I am searching for a religion. Yes, seriously. I am looking for a home for my divine beliefs. Strange, isn’t it? That someone is looking for something that is so, well, common. So common in fact that, having specific faith borders on common sense. Well, common sense, as the quip goes, is not very common.

From that paragraph alone, many of you have already made up your minds about my standpoint and have probably boxed me somewhere. Off the top of the shaking head, the first point would be, “but you are Christian”. Eish, I will try to be brief on that one. South Africa is generally perceived to be traditionally Christian. (There’s irony in that statement). Most of us were Christian before we knew our own names and in that, lay the perils of assumption. Assuming that, because you rocked your Sunday best since yay high, you automatically know WHY you were Christian in the first place. For more than half my life I believed I was Christian. That is until I realized I had stopped being Christian in very much the same way as I had become one, without my knowledge. John 14:6, Jesus answered ‘I am the way and the truth and the life. No one comes to the Father except through me’. My dilemma was that I didn’t believe that the Christian God was the only God, or that Jesus was the only channel to him. I believed in Jesus as much as I believed in Prophet Muhammad, peace be upon him, or the Hindu deities, or Haile Selassie. This is mostly because I know that, had I grown up in the Middle East, Christianity would be something I see on TV mostly. I have also sat down with people from different faiths and listened to how, to them, it only makes sense to believe in their specific religion.

 

But this is not a post about Christianity. I am not trying to discredit anyone’s faith. Although, I do know that by putting these points across, some will perceive it as me being against their faith. Not even the Sunday Facebook church. You know, the Church of The Holy Update and All of A Sunday Saints. But the world of religious beliefs is also becoming very muddled, in my opinion anyway. With so many religions and beliefs, many claiming the sole right to God, it does beg the question; how necessary is it to belong to a specific faith or denomination? Everyone believes his or her faith is the right one. Why? Based on what? Sadly, these questions are usually written off as me lacking the backbone to stick to the “one true God”, regardless of which name he answers.

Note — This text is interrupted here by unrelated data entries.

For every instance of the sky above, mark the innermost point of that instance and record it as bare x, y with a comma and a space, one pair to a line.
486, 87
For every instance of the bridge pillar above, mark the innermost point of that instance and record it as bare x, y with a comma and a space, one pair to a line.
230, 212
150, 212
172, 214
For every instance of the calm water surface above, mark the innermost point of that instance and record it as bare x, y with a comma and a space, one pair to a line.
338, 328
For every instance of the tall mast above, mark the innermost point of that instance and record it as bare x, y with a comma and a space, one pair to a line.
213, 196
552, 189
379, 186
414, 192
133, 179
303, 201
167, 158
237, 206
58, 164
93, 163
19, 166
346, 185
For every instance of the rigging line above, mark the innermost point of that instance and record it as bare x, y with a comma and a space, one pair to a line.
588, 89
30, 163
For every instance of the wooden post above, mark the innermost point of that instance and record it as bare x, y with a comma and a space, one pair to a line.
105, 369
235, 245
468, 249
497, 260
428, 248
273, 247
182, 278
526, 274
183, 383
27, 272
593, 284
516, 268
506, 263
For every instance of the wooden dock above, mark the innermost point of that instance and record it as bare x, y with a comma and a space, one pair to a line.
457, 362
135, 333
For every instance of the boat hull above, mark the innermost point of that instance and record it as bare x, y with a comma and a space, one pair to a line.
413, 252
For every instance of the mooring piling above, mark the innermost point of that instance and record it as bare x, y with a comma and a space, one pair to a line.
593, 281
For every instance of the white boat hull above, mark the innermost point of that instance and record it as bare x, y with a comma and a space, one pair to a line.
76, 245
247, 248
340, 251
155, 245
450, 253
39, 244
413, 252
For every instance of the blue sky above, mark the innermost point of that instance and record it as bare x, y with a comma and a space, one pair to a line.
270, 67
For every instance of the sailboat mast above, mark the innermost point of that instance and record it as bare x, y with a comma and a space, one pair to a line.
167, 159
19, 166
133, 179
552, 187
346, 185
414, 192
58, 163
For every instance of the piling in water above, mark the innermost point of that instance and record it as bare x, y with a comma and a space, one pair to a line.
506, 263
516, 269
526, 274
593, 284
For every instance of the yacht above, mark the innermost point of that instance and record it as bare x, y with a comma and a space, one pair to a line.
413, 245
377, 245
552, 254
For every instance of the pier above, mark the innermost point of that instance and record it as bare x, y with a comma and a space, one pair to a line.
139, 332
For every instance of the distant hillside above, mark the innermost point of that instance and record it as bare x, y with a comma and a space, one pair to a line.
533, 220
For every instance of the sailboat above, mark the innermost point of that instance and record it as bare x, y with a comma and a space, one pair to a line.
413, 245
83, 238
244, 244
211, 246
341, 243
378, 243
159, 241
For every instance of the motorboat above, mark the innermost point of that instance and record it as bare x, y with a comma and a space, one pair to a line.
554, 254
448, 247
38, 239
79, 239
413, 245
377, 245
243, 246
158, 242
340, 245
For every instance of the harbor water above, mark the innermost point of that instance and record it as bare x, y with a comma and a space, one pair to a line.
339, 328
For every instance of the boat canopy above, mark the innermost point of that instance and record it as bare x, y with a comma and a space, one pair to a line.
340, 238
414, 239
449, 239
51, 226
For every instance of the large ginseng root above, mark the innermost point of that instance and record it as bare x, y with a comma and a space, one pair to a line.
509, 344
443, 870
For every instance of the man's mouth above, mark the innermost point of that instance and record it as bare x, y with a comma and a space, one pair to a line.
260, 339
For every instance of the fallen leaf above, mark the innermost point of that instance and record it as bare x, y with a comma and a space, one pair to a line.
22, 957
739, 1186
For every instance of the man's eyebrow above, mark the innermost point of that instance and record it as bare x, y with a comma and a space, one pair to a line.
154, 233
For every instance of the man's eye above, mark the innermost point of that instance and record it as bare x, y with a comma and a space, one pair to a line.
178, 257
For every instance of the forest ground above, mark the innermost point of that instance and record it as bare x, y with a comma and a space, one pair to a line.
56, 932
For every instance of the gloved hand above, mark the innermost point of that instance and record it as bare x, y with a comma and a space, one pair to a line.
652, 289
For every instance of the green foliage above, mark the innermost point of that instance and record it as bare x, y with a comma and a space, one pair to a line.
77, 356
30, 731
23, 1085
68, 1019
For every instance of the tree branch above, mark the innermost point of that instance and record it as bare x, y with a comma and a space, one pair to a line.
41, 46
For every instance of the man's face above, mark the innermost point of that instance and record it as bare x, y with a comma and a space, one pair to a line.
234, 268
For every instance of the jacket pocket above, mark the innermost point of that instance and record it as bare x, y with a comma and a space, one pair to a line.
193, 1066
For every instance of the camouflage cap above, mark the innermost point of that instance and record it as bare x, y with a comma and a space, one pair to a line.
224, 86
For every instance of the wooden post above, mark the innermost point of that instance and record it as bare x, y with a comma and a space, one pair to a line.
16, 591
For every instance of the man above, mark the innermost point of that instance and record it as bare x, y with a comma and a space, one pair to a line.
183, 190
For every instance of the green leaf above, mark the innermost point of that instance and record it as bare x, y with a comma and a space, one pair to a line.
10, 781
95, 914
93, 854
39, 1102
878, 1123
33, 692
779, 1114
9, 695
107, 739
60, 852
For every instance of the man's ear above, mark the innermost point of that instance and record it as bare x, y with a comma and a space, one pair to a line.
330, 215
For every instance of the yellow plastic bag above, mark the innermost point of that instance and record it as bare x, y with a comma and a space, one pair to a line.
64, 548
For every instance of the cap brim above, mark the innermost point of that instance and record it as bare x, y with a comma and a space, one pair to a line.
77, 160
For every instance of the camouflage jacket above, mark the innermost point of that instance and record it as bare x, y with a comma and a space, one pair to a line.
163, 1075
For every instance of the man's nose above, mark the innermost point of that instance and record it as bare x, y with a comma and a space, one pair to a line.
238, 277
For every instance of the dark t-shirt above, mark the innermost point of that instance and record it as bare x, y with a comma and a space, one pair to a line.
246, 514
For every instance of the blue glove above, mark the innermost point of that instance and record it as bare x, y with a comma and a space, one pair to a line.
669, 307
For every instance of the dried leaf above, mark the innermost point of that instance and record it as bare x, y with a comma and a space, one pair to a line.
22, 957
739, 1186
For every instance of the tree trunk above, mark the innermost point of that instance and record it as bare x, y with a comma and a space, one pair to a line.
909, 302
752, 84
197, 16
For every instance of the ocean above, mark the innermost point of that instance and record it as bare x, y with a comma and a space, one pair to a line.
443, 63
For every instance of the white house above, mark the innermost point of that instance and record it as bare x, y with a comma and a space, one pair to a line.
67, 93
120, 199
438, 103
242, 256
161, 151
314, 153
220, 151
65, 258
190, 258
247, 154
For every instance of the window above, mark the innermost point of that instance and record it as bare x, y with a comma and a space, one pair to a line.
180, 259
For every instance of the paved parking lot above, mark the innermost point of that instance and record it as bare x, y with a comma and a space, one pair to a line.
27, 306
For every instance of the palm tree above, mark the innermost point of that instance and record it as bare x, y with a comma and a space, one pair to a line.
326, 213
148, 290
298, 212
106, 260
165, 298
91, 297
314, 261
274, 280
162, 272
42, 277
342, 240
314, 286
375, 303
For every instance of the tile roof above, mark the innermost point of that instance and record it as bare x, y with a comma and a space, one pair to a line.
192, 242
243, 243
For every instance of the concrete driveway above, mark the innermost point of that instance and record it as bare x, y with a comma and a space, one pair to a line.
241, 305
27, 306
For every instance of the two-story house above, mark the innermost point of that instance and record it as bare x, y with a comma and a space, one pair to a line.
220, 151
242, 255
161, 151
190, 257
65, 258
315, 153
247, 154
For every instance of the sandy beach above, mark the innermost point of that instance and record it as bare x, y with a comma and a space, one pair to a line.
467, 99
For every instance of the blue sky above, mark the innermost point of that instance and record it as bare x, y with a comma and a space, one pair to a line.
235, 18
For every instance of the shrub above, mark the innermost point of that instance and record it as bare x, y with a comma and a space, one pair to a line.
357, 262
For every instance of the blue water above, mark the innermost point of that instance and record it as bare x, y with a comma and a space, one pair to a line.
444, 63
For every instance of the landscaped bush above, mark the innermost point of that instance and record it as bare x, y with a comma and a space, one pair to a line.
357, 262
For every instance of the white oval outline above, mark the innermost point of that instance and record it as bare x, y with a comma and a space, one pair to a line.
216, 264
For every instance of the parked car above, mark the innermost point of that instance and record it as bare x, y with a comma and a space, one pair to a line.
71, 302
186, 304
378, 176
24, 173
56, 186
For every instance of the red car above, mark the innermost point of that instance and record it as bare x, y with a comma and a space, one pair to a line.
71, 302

I could very easily resort to Atheism. But it is, in itself, an institution. Also, I feel they tend to be reactionary, anti-something or other. I’ve entertained Gnosticism, which loosely provocates for a faith sans middle “man” like Jesus. But this route is also murky. I believe that one’s analysis of one’s religion revolves around certain fundamental of questions; do you believe in the existence of/a God? If yes, then do you feel that your belief in this divine being has to be structured around certain practices, acts or routines? Does this faith then need a name? Then, more contentiously, do you believe this faith should have the sole right of existence above all others?

 

The other reason I can’t get with the Atheist crew is that I DO believe in God. Also, very typically, when sh*t hits the fan in my life, I do want to reach out to “something bigger”. Something to assure me that existence is not in free-fall. But this reaction, especially the Christian elements of it, comes more as a force of habit than anything. My main gripe is the countless “human” variations of God. We grow up in religion in the same way we grow up in school. You are taught a lot of things that you are told will make sense later in life. The problem comes in, especially in faith-based societies like ours, where like in school, you want to choose your own path/career. In primary school, I was not taught graphic design, but A is for Apple has stuck with me. The basic tenets of having faith have stuck with me from my youth. But the path before me is not leading me to any specific house of worship. But it seems as though choosing not to have a religion is like going to school and then choosing to be a bum.